The remaining chapters are concerned with the consequences of the ‘Europeanization’ of international law. Johan Callewaert offers a valuable discussion of the interplay between Community law and the European Convention on Human Rights and the effects of their interaction on the domestic legal orders of their Member States. The following two chapters take the form of case-studies considering the impact of the ‘Europeanization’ of international law on certain domestic legal systems. Astrid Epiney and Bernhard Hofstötter, in collaboration with Markus Wyssling, examine the position of Austria, Switzerland and Liechtenstein, while Nóra Chronowski and Tímea Drinóczi offer an analysis of Hungary. Although it is not entirely clear why these States were chosen and not others, these two chapters highlight some of the dilemmas encountered by national law-makers and constitutional courts in attempting to address potential and actual conflicts between national, European and international norms. In the following contribution, Nikolaos Lavranos offers an intriguing analysis of the implementation of Security Council resolutions in the Community legal order in the light of the Kadi case. While Lavranos rightly exposes some of the weaknesses of the Court of First Instance’s reasoning in Kadi, his argument does not convincingly address some of the flaws that arguably vitiate both the opinion of Advocate General Maduro and the judgment of the European Court of Justice in the same case. Finally, Joost Pauwelyn makes the case for formulating and promoting a specifically European agenda for the development of international law. In his view, the point of such a specifically European conception of international law is not so much to rival other regional or national agendas, primarily that of the United States, but to engage these in a productive discourse on the future of the international legal system.

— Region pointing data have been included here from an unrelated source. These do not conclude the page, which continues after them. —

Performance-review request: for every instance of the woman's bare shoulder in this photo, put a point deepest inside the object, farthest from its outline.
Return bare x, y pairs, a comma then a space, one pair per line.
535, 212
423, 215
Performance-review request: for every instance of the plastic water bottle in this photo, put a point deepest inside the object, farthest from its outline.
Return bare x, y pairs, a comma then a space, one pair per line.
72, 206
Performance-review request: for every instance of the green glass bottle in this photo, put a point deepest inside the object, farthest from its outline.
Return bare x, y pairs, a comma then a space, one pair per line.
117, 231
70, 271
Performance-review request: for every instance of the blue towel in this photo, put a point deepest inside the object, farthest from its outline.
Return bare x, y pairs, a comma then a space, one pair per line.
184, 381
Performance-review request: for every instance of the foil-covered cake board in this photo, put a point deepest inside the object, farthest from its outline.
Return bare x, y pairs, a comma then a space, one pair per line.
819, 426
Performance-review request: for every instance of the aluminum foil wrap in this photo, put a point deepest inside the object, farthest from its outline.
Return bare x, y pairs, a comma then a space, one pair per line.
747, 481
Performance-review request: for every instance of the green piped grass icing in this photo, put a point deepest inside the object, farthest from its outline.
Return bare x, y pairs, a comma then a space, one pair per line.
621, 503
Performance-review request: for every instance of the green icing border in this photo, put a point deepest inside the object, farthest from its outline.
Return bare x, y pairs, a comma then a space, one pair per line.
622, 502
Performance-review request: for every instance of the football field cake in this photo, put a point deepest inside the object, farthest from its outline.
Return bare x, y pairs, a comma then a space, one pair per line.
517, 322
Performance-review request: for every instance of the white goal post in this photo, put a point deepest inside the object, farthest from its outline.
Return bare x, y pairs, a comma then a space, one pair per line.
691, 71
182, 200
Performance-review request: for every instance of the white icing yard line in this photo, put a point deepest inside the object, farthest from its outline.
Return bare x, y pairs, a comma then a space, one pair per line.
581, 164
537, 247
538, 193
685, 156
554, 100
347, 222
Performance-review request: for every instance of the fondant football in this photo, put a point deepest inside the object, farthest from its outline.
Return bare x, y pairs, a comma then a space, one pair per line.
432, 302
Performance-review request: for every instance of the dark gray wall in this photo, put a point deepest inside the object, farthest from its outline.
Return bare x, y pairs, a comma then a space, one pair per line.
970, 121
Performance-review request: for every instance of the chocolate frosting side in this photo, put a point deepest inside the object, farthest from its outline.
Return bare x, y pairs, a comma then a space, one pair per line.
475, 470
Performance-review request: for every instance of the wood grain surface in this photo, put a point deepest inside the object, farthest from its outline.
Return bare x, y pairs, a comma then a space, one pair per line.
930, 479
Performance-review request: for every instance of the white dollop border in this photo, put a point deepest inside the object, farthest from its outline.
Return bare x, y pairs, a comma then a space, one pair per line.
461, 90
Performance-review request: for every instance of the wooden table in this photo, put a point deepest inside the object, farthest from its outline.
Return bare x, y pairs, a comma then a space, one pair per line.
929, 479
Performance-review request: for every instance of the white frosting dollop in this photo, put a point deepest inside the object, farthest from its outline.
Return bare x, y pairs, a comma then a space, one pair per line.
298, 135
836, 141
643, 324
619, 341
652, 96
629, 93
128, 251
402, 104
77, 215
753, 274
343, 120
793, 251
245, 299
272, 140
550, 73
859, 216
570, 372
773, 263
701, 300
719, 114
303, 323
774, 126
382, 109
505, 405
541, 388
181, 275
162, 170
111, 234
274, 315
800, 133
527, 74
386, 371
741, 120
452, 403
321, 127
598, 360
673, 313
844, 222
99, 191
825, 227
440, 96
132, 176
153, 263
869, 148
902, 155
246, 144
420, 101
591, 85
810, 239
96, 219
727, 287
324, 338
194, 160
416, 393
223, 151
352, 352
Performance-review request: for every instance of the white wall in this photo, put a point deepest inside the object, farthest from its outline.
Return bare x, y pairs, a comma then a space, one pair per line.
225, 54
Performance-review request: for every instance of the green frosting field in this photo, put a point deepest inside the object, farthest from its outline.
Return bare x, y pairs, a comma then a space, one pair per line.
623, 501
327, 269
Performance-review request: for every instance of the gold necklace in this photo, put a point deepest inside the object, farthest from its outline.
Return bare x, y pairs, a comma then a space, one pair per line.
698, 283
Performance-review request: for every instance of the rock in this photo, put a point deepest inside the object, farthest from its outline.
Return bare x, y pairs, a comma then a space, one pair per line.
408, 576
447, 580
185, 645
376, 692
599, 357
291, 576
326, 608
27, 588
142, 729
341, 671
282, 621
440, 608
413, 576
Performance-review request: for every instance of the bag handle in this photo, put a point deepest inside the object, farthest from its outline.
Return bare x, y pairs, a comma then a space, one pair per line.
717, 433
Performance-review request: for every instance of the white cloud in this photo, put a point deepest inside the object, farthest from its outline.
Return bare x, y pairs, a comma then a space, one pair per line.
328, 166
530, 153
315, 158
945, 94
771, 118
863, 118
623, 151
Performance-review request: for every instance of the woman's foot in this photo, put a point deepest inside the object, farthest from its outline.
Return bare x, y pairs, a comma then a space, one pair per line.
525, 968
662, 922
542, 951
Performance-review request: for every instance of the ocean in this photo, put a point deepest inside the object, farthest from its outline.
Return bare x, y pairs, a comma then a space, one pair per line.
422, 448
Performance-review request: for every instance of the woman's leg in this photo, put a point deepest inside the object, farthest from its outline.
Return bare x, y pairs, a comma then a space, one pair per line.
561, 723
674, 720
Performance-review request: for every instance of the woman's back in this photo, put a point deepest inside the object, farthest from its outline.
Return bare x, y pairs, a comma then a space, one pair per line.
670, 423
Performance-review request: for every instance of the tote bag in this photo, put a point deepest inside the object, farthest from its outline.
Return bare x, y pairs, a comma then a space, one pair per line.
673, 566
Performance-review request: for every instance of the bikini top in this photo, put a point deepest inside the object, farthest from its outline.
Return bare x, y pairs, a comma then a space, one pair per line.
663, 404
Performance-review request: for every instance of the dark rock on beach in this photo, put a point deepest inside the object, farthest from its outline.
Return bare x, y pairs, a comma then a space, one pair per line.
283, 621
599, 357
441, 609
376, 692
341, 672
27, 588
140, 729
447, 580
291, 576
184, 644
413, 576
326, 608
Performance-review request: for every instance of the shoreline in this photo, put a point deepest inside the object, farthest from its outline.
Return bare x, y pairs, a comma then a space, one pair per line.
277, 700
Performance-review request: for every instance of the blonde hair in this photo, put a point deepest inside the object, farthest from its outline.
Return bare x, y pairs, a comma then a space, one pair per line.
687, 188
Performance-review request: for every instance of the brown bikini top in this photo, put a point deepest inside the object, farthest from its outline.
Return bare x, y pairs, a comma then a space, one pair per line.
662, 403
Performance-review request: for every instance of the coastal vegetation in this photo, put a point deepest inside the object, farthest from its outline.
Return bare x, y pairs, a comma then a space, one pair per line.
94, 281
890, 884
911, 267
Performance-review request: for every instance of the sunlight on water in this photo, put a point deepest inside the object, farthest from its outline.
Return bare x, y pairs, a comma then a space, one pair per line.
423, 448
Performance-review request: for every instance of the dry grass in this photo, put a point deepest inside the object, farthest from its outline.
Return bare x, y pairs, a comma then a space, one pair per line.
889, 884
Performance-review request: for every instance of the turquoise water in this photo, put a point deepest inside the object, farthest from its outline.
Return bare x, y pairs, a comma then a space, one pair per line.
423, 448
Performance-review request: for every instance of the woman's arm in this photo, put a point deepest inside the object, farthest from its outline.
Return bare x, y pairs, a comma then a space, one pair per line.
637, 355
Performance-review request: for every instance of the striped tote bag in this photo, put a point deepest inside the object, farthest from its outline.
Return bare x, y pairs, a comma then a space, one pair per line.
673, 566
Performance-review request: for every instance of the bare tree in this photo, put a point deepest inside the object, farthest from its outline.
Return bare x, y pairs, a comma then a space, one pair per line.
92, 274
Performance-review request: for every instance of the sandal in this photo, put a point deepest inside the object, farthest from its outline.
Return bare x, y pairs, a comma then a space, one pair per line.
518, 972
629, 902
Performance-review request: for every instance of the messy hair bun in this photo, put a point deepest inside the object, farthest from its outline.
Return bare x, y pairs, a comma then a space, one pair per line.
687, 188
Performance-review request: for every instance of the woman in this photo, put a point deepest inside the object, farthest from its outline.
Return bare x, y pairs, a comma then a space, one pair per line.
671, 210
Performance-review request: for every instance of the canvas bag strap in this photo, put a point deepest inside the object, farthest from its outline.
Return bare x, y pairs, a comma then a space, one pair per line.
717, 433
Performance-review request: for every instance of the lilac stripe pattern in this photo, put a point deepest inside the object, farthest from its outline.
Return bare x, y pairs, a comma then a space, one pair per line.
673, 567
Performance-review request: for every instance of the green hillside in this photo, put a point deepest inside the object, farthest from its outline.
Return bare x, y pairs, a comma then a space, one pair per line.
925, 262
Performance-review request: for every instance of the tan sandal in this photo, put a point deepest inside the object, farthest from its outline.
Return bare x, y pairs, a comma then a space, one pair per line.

The editors of this volume have managed to attain the right balance between focusing on the mechanisms of incorporating international law into the Community legal order and the practical and theoretical questions raised by this process as well as a good mix of European, international and domestic perspectives. Although there is not much of a dialogue going on between the different contributions, as one often finds in edited volumes, the different contributions nevertheless complement one another nicely and the book reads very well as a result. Given the level of attention that the relationship between Community law and international law has received following the judgment of the European Court of Justice in Kadi, one would expect this book to fly off the shelves.

This review was published in the (2009) 56 Netherlands International Law Review 280–282.